A metà del mese di settembre viene a visita il sig. C. G, di 72 anni, riferendo di essere stato operato nel febbraio del 2020 di PTA ginocchio sinistro in seguito a patologia degenerativa artrosica. La sintomatologia che ha portato il paziente a sottoporsi a visita ortopedica era caratterizzata da gonalgia sotto sforzo e limitazione funzionale attiva a carico della medesima articolazione, algia alla coscia ed all’inguine omolaterale, sfumata zoppia a sinistra. Riferiva di essere stato sottoposto a fkt nell’immediatezza dell’intervento con beneficio. Il motivo del controllo a distanza era la persistenza della zoppia e della sintomatologia algica a carico della coscia sinistra. Il paziente lamentava anche qualche difficoltà nel vestirsi, ed in particolare nell’indossare calzini e scarpe, ed una lieve ipometria a carico dell’arto operato. Tuttavia, malgrado le riferite limitazioni, il paziente era autonomo: deambulava autonomamente, guidava, aveva trascorso l’estate andando regolarmente al mare, camminando sulla spiaggia e nuotando senza grosse difficoltà.

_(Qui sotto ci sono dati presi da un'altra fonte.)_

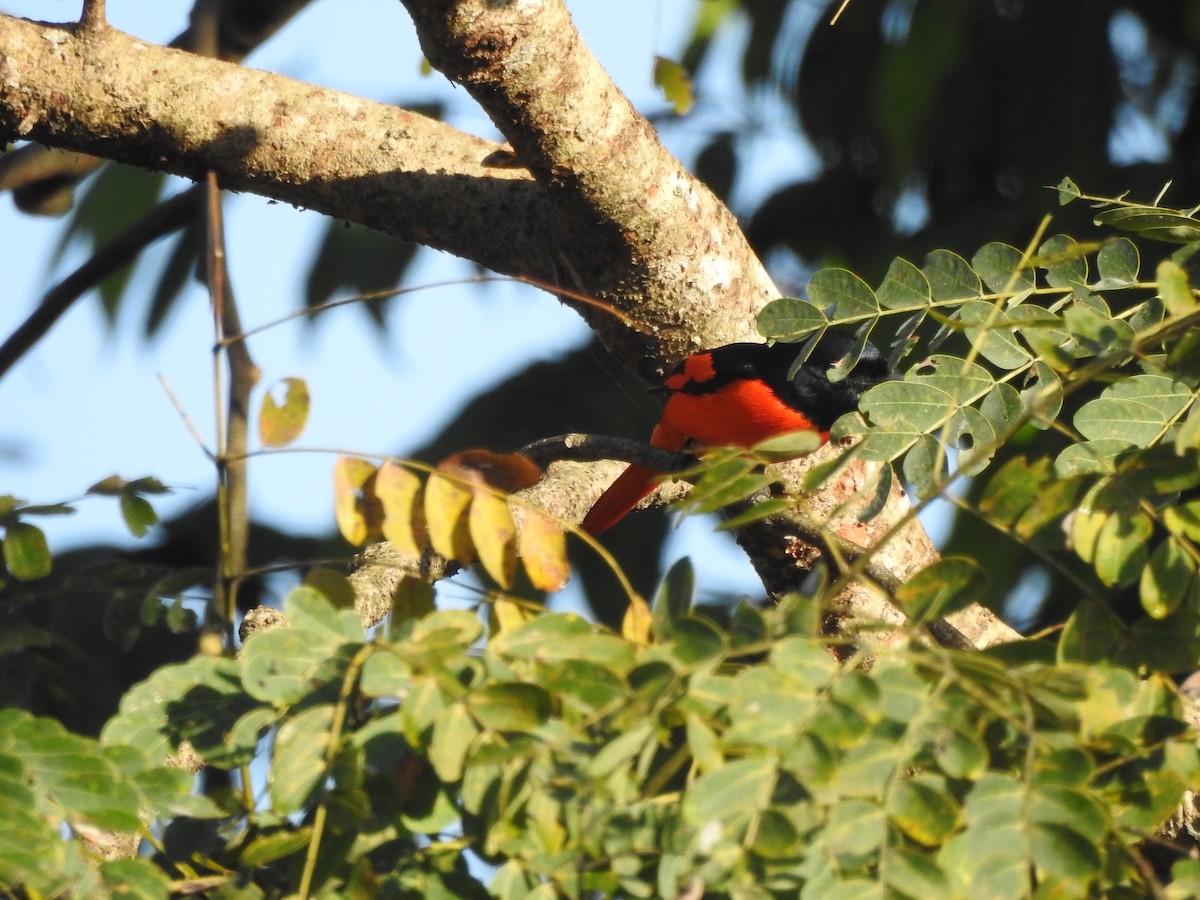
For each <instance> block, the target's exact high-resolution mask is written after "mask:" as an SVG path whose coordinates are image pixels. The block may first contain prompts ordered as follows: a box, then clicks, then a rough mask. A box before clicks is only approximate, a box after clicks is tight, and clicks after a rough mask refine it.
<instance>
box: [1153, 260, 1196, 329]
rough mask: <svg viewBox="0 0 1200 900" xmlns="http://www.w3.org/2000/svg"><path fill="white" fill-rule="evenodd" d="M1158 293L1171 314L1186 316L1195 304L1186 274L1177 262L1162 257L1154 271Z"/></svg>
mask: <svg viewBox="0 0 1200 900" xmlns="http://www.w3.org/2000/svg"><path fill="white" fill-rule="evenodd" d="M1154 281H1157V282H1158V295H1159V296H1160V298H1162V300H1163V304H1164V305H1165V306H1166V311H1168V312H1169V313H1170V314H1171V316H1187V314H1188V313H1189V312H1192V311H1193V310H1194V308H1195V306H1196V299H1195V296H1194V295H1193V294H1192V287H1190V286H1189V284H1188V274H1187V272H1186V271H1184V270H1183V266H1181V265H1178V264H1177V263H1175V262H1172V260H1170V259H1164V260H1163V262H1162V263H1159V264H1158V270H1157V271H1156V272H1154Z"/></svg>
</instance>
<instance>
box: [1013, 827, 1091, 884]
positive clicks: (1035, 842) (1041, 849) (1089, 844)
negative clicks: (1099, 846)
mask: <svg viewBox="0 0 1200 900" xmlns="http://www.w3.org/2000/svg"><path fill="white" fill-rule="evenodd" d="M1097 838H1099V835H1097ZM1030 848H1031V851H1032V853H1033V862H1034V863H1036V864H1037V865H1038V868H1040V869H1043V870H1044V871H1045V872H1046V874H1049V875H1054V876H1060V877H1063V878H1091V877H1093V876H1096V875H1097V874H1098V872H1099V870H1100V865H1102V864H1103V856H1102V854H1100V850H1099V847H1098V846H1097V845H1096V844H1094V842H1093V841H1092V840H1091V839H1090V838H1088V836H1086V835H1084V834H1081V833H1080V832H1078V830H1075V829H1074V828H1070V827H1068V826H1063V824H1055V823H1050V822H1038V823H1034V826H1033V828H1032V834H1031V835H1030Z"/></svg>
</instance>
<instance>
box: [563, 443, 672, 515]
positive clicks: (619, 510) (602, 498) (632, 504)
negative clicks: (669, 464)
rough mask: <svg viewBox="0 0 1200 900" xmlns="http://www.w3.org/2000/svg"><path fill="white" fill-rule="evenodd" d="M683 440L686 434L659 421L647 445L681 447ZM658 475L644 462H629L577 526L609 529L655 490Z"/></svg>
mask: <svg viewBox="0 0 1200 900" xmlns="http://www.w3.org/2000/svg"><path fill="white" fill-rule="evenodd" d="M685 440H686V438H684V436H683V434H679V433H678V432H676V431H674V430H673V428H666V427H664V426H662V425H659V427H656V428H655V430H654V433H653V434H652V436H650V446H656V448H661V449H662V450H682V449H683V445H684V443H685ZM661 475H662V473H661V472H658V470H655V469H649V468H647V467H644V466H630V467H629V468H626V469H625V470H624V472H623V473H620V475H618V476H617V480H616V481H613V482H612V484H611V485H610V486H608V490H607V491H605V492H604V493H602V494H600V499H599V500H596V502H595V505H594V506H593V508H592V509H590V510H589V511H588V515H587V516H584V517H583V522H582V523H581V526H580V527H581V528H582V529H583V530H584V532H587V533H588V534H600V533H601V532H606V530H608V529H610V528H612V527H613V526H614V524H617V523H618V522H619V521H620V520H622V518H624V517H625V514H626V512H629V511H630V510H631V509H634V506H636V505H637V502H638V500H641V499H642V498H643V497H646V494H648V493H649V492H650V491H653V490H654V487H655V481H656V480H658V479H659V478H661Z"/></svg>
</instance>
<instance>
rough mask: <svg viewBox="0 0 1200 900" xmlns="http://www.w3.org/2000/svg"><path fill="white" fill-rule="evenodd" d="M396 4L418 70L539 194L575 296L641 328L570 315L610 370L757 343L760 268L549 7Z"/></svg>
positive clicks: (578, 36) (645, 369) (584, 45)
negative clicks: (457, 87) (471, 124)
mask: <svg viewBox="0 0 1200 900" xmlns="http://www.w3.org/2000/svg"><path fill="white" fill-rule="evenodd" d="M403 2H404V6H406V8H407V10H408V12H409V14H410V16H412V17H413V20H414V23H415V25H416V31H418V36H419V37H420V41H421V48H422V49H424V50H425V54H426V56H427V58H428V59H430V61H431V62H432V64H433V65H434V66H436V67H437V68H438V70H440V71H442V72H443V73H444V74H445V76H446V77H448V78H450V79H451V80H454V82H457V83H458V84H462V85H463V86H464V88H466V89H467V90H468V91H469V92H470V94H472V96H473V97H474V98H475V100H476V101H478V102H479V103H480V106H482V107H484V109H485V110H486V112H487V113H488V115H490V116H491V118H492V121H493V122H494V124H496V126H497V127H498V128H499V130H500V131H502V132H503V133H504V136H505V137H506V138H508V139H509V142H510V143H511V144H512V146H514V149H515V150H516V154H517V156H518V158H521V160H522V161H523V162H524V163H526V164H527V166H528V167H529V168H530V170H532V172H533V173H534V175H535V176H536V178H538V180H539V181H541V182H544V184H545V185H547V186H548V187H550V188H551V191H552V196H553V198H554V203H553V206H554V210H556V214H557V226H558V228H559V229H562V233H563V234H562V239H560V246H562V252H563V254H564V256H565V257H566V258H568V260H569V262H570V264H571V266H572V268H574V270H575V271H576V272H577V274H578V275H580V277H581V281H582V286H583V288H584V289H587V290H589V292H592V293H594V294H596V295H599V296H602V298H604V299H608V300H611V301H612V302H614V304H616V305H617V306H618V307H619V308H622V310H623V311H625V312H628V313H630V316H632V317H634V319H635V320H636V322H640V323H642V324H643V325H644V326H646V328H647V330H648V331H649V334H648V335H647V336H644V337H642V338H640V337H637V336H632V335H630V334H628V332H626V331H625V330H624V329H623V328H622V326H620V324H619V323H618V322H616V320H614V319H612V318H608V317H605V316H602V314H599V316H596V314H588V312H584V314H586V316H588V318H589V320H590V322H592V324H593V326H594V328H595V329H596V331H598V332H599V335H600V337H601V340H604V341H605V343H606V344H607V346H608V347H610V349H611V350H613V352H614V354H616V355H617V356H618V358H619V359H622V360H623V361H625V362H626V364H630V365H631V367H634V368H636V370H638V371H641V373H642V374H643V376H647V374H650V373H653V372H655V371H661V364H662V361H664V360H666V361H668V362H674V361H677V360H678V359H682V358H683V356H685V355H689V354H690V353H692V352H695V350H696V349H700V347H701V346H703V347H715V346H719V344H722V343H730V342H732V341H739V340H757V337H756V332H755V331H754V317H755V314H756V313H757V311H758V310H760V308H761V307H762V305H763V304H764V302H766V301H768V300H770V299H773V298H774V296H778V292H776V289H775V287H774V286H773V284H772V282H770V278H769V277H768V276H767V272H766V270H764V269H763V268H762V265H761V263H760V262H758V259H757V257H756V256H755V254H754V252H752V251H751V250H750V246H749V245H748V244H746V240H745V238H744V235H743V234H742V230H740V228H739V227H738V223H737V221H736V220H734V217H733V215H732V214H731V212H730V211H728V210H727V209H726V208H725V205H724V204H722V203H721V202H720V200H719V199H718V198H716V197H715V196H714V194H713V193H712V192H710V191H709V190H708V188H707V187H706V186H704V185H703V184H702V182H700V181H698V180H697V179H696V178H695V176H694V175H692V174H691V173H689V172H688V170H686V169H685V168H684V167H683V166H682V164H680V163H679V161H678V160H676V158H674V157H673V156H671V154H668V152H667V151H666V149H665V148H664V146H662V144H661V143H660V142H659V139H658V136H656V134H655V132H654V128H653V127H652V126H650V125H649V122H647V121H646V119H644V118H643V116H642V115H640V114H638V113H637V110H635V109H634V108H632V106H631V104H630V102H629V100H628V98H626V97H625V96H624V95H623V94H622V92H620V90H618V88H617V86H616V85H614V84H613V83H612V80H611V79H610V78H608V74H607V73H606V72H605V70H604V67H602V66H601V65H600V62H599V61H598V60H596V58H595V56H594V55H593V54H592V52H590V50H589V49H588V48H587V46H586V44H584V43H583V41H582V40H581V37H580V34H578V31H576V29H575V25H574V24H572V22H571V19H570V16H569V14H568V12H566V7H565V4H564V2H563V1H562V0H542V1H541V2H518V4H497V2H488V0H403ZM578 228H582V229H583V230H582V232H576V230H575V229H578ZM576 247H581V248H587V252H584V253H578V252H572V250H574V248H576ZM619 283H628V284H629V286H630V287H632V288H634V289H632V290H613V289H612V288H613V287H614V286H617V284H619Z"/></svg>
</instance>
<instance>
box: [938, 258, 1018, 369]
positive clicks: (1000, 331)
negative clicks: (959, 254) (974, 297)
mask: <svg viewBox="0 0 1200 900" xmlns="http://www.w3.org/2000/svg"><path fill="white" fill-rule="evenodd" d="M1031 277H1032V276H1031ZM955 318H956V319H959V320H960V322H961V323H962V324H964V325H965V326H966V335H967V340H968V341H970V342H971V346H972V347H976V348H978V350H979V353H980V355H983V358H984V359H986V360H988V361H989V362H994V364H995V365H997V366H1000V367H1001V368H1019V367H1021V366H1024V365H1027V364H1028V361H1030V354H1028V350H1026V349H1025V348H1024V347H1021V344H1020V343H1019V342H1018V341H1016V338H1015V337H1014V336H1013V329H1014V322H1013V319H1012V318H1010V317H1009V316H1008V313H1006V312H1004V311H1003V310H1001V308H1000V307H998V306H996V305H994V304H990V302H986V301H984V300H968V301H967V302H965V304H962V306H960V307H959V311H958V312H956V313H955Z"/></svg>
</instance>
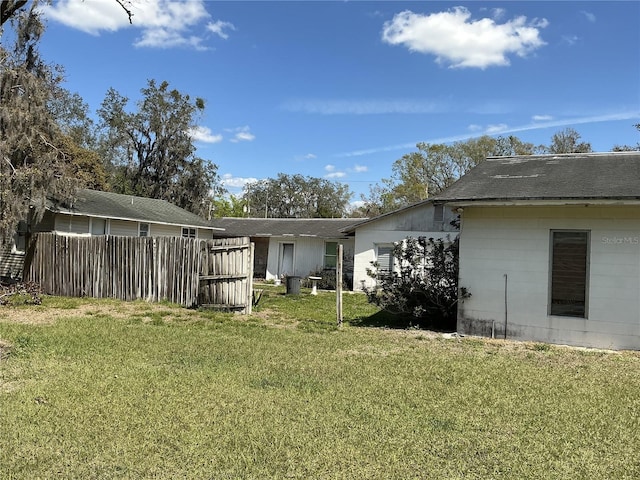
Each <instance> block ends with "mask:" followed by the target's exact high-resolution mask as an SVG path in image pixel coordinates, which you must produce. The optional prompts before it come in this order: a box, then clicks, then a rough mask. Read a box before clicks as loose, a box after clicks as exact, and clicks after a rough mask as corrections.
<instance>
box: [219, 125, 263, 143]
mask: <svg viewBox="0 0 640 480" xmlns="http://www.w3.org/2000/svg"><path fill="white" fill-rule="evenodd" d="M249 130H250V129H249V127H248V126H244V127H237V128H229V129H227V130H226V131H227V132H231V133H233V138H232V139H231V140H229V141H230V142H232V143H239V142H252V141H253V140H255V138H256V136H255V135H254V134H253V133H251V132H250V131H249Z"/></svg>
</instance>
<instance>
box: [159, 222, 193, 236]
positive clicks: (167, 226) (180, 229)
mask: <svg viewBox="0 0 640 480" xmlns="http://www.w3.org/2000/svg"><path fill="white" fill-rule="evenodd" d="M192 228H193V227H192ZM149 236H150V237H181V236H182V227H180V226H175V225H161V224H156V223H150V224H149Z"/></svg>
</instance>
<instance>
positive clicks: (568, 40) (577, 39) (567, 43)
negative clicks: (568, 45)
mask: <svg viewBox="0 0 640 480" xmlns="http://www.w3.org/2000/svg"><path fill="white" fill-rule="evenodd" d="M562 41H563V43H566V44H567V45H570V46H573V45H575V44H576V43H578V42H579V41H580V37H578V36H577V35H562Z"/></svg>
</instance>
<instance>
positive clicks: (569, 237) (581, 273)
mask: <svg viewBox="0 0 640 480" xmlns="http://www.w3.org/2000/svg"><path fill="white" fill-rule="evenodd" d="M550 269H551V275H550V277H551V285H550V287H549V290H550V295H549V296H550V300H549V313H550V314H551V315H561V316H566V317H580V318H587V284H588V282H587V279H588V278H589V232H588V231H585V230H582V231H576V230H565V231H562V230H559V231H553V230H552V231H551V267H550Z"/></svg>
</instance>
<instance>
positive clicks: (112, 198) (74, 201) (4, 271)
mask: <svg viewBox="0 0 640 480" xmlns="http://www.w3.org/2000/svg"><path fill="white" fill-rule="evenodd" d="M215 230H218V229H216V228H215V227H213V226H212V225H211V223H210V222H208V221H207V220H205V219H203V218H201V217H199V216H198V215H195V214H193V213H191V212H189V211H187V210H184V209H183V208H180V207H177V206H176V205H173V204H171V203H169V202H167V201H165V200H157V199H152V198H143V197H136V196H133V195H120V194H117V193H110V192H100V191H97V190H88V189H83V190H79V191H78V192H77V193H76V199H75V201H74V203H73V204H72V205H66V204H63V203H60V202H53V201H51V202H49V204H48V206H47V210H46V212H45V214H44V216H43V218H42V219H41V220H40V221H39V222H37V223H35V224H28V223H27V222H20V224H19V225H18V230H17V233H16V235H15V236H14V239H13V242H11V243H9V244H8V245H6V246H5V247H4V248H3V249H2V250H0V278H1V277H4V278H11V279H18V278H21V276H22V268H23V264H24V256H25V248H26V243H27V242H26V239H27V237H28V236H29V235H30V234H32V233H37V232H54V233H57V234H60V235H80V236H91V235H119V236H141V237H146V236H153V237H161V236H170V237H190V238H207V239H208V238H213V232H214V231H215Z"/></svg>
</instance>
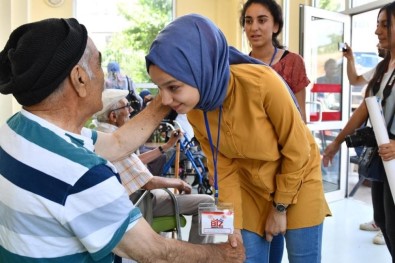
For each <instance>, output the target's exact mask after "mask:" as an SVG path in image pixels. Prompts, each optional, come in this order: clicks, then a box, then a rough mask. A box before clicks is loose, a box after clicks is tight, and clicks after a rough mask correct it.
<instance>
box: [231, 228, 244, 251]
mask: <svg viewBox="0 0 395 263" xmlns="http://www.w3.org/2000/svg"><path fill="white" fill-rule="evenodd" d="M228 241H229V243H230V245H231V246H232V247H237V241H239V242H240V243H241V244H243V237H242V236H241V230H240V229H235V230H233V234H231V235H228Z"/></svg>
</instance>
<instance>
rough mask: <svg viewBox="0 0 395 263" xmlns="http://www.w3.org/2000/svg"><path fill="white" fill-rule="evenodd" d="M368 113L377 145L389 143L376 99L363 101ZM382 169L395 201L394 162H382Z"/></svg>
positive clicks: (394, 173)
mask: <svg viewBox="0 0 395 263" xmlns="http://www.w3.org/2000/svg"><path fill="white" fill-rule="evenodd" d="M365 101H366V106H367V107H368V111H369V118H370V122H371V124H372V127H373V131H374V135H375V137H376V141H377V144H378V145H382V144H385V143H389V142H390V139H389V137H388V132H387V125H386V123H385V120H384V116H383V113H382V109H381V105H380V102H379V101H378V100H377V98H376V97H368V98H366V99H365ZM383 163H384V169H385V172H386V174H387V179H388V184H389V186H390V189H391V193H392V199H394V200H395V160H391V161H383Z"/></svg>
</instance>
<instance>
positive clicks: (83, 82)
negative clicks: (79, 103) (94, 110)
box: [70, 65, 89, 97]
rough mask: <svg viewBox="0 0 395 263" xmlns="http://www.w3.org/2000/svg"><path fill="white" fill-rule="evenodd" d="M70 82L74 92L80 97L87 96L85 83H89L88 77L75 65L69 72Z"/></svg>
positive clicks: (82, 68)
mask: <svg viewBox="0 0 395 263" xmlns="http://www.w3.org/2000/svg"><path fill="white" fill-rule="evenodd" d="M70 80H71V83H72V84H73V88H74V90H75V92H76V93H77V94H78V96H80V97H85V96H87V85H86V84H87V83H88V81H89V76H88V74H87V73H86V71H85V70H84V69H83V68H82V67H81V66H80V65H76V66H75V67H74V68H73V69H72V70H71V72H70Z"/></svg>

In anamnesi risultava anche un vecchio trauma diretto all’anca sinistra del novembre 2019.
Il paziente giungeva a visita deambulando con appoggio monolaterale a destra ma riusciva anche a deambulare senza appoggio seppur, in tale occasione, si evidenziasse in modo chiaro la riferita ipometria. Il ginocchio operato si presentava fresco e asciutto, con articolarità attiva possibile da 0° a +100°. Non dolore era riferito alla mobilizzazione di rotula ed il deficit di forza residuo a carico dei muscoli attivatori di ginocchio era pari a 4/5 sulla scala MRC. La presenza di zoppia, ipometria, dolore inguinale e alla coscia sinistra poneva indicazione ad eseguire un esame obiettivo anche a carico dell’anca omolaterale. L’articolazione presentava limitazione funzionale dolente nelle rotazioni ed in flessione, oltre ad un deficit di forza quantificabile in 3+/5 sulla scala MRC.
Considerato il quadro anamnestico ed obiettivo si considerava indispensabile un’integrazione diagnostica con rx bacino x 1 sotto carico ed rx articolazione coxo-femorale sinistra che evidenziava un pregressa frattura sottocapitata del femore sinistro con cranializzazione del frammento diafisario.
Il caso appare interessante perché il paziente ha condotto una vita pressoché normale per più di anno dopo un trauma che ha provocato una frattura sottocapitata.
Nei manuali le fratture del femore vengono classicamente distinte in fratture mediali, ovvero fratture che riguardano sostanzialmente il collo anatomico (fratture sottocapitate, al di sotto della testa) e fratture dei massicci trocanterici. La distinzione fra questi due tipi di fratture è dovuta al tipo di vascolarizzazione che si ha nell’epifisi femorale: la gran parte della vascolarizzazione riguarda i massicci trocanterici mentre all’epifisi vera e propria sono dirette soltanto piccole arterie che forniscono quindi un modesto apporto vascolare per una zona che tanto piccola non è; altro apporto vascolare arriva dal legamento rotondo tramite un arteriola che molto spesso è già compressa anche senza la presenza di traumi, quindi complessivamente l’epifisi prossimale vera e propria riceve poco sangue. Queste fratture sono dunque a più alto rischio di interruzione dei vasi retinacolari quindi hanno un più alto rischio di necrosi vascolare e di pseudoartrosi (ossia la mancata consolidazione anche circa dopo un anno dall’evento traumatico).
Ancora più singolare, quindi, appare che il frammento della testa non abbia subito un processo di necrosi.
Al momento il paziente, sottoposto a PTA anca sinistra il 28-09 scorso sta bene, è in trattamento riabilitativo e sta rapidamente recuperando l’autonomia.